Question 9.3: For the data in Table 9.1, compute MSTr, MSE, and F . Find t...
For the data in Table 9.1, compute MSTr, MSE, and F . Find the P-value for testing the null hypothesis that all the means are equal. What do you conclude?
| TABLE 9.1 Brine II hardness of welds using four different fluxes | |||||||
| Flux | Sample Values | Sample Mean | Sample Standard Deviation |
||||
| A | 250 | 264 | 256 | 260 | 239 | 253.8 | 9.7570 |
| B | 263 | 254 | 267 | 265 | 267 | 263.2 | 5.4037 |
| C | 257 | 279 | 269 | 273 | 277 | 271.0 | 8.7178 |
| D | 253 | 258 | 262 | 264 | 273 | 262.0 | 7.4498 |
From Example 9.2, SSTr = 743.4 and SSE= 1023.6. We have I = 4 samples and N = 20 observations in all the samples taken together. Using Equation (9.13),
\operatorname{MSTr}=\frac{SSTr}{I-1}\quad MSE=\frac{SSE}{N-I} (9.13)

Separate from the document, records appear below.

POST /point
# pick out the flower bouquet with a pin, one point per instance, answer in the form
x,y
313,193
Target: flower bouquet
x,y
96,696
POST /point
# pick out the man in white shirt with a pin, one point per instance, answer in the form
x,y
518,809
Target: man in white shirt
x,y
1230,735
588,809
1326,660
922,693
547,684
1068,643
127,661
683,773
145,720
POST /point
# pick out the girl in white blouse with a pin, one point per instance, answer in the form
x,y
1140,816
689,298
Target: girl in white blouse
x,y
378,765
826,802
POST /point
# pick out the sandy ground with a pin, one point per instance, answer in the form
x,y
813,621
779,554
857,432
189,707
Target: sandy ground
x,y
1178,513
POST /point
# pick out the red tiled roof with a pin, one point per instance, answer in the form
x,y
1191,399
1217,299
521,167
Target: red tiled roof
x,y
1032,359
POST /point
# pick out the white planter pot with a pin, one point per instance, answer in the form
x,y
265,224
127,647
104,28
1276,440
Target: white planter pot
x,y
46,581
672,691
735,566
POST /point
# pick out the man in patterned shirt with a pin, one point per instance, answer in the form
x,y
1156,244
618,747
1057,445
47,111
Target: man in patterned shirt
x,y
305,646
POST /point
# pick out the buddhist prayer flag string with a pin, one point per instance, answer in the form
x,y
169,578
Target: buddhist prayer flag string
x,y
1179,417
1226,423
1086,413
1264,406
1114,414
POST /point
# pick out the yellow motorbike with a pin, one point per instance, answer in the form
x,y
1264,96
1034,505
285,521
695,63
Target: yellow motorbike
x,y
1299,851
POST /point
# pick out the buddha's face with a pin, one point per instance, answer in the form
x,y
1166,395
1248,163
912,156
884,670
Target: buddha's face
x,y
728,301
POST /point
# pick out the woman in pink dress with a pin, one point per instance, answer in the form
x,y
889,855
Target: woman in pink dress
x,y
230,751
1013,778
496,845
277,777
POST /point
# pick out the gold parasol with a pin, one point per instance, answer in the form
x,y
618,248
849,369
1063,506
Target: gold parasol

\operatorname{MSTr}=\frac{743.4}{4-1}=247.8\quad MSE=\frac{1023.6}{20-4}=63.975
The value of the test statistic F is therefore
F=\frac{247.8}{63.975}=3.8734
To find the P-value, we consult the F table (Table A.6). The degrees of freedom are 4 – 1 = 3 for the numerator and 20- 4 = 16 for the denominator. Under H_0 , F has an F3.16 distribution. Looking at the F table under 3 and 16 degrees of freedom, we find that the upper 5% point is 3.24 and the upper 1% point is 5.29. Therefore the P-value is between 0.01 and 0.05 (see Figure 9.3; a computer software package gives a value of 0.029 accurate to two significant digits). It is reasonable to conclude that the population means are not all equal and thus that flux composition does affect hardness.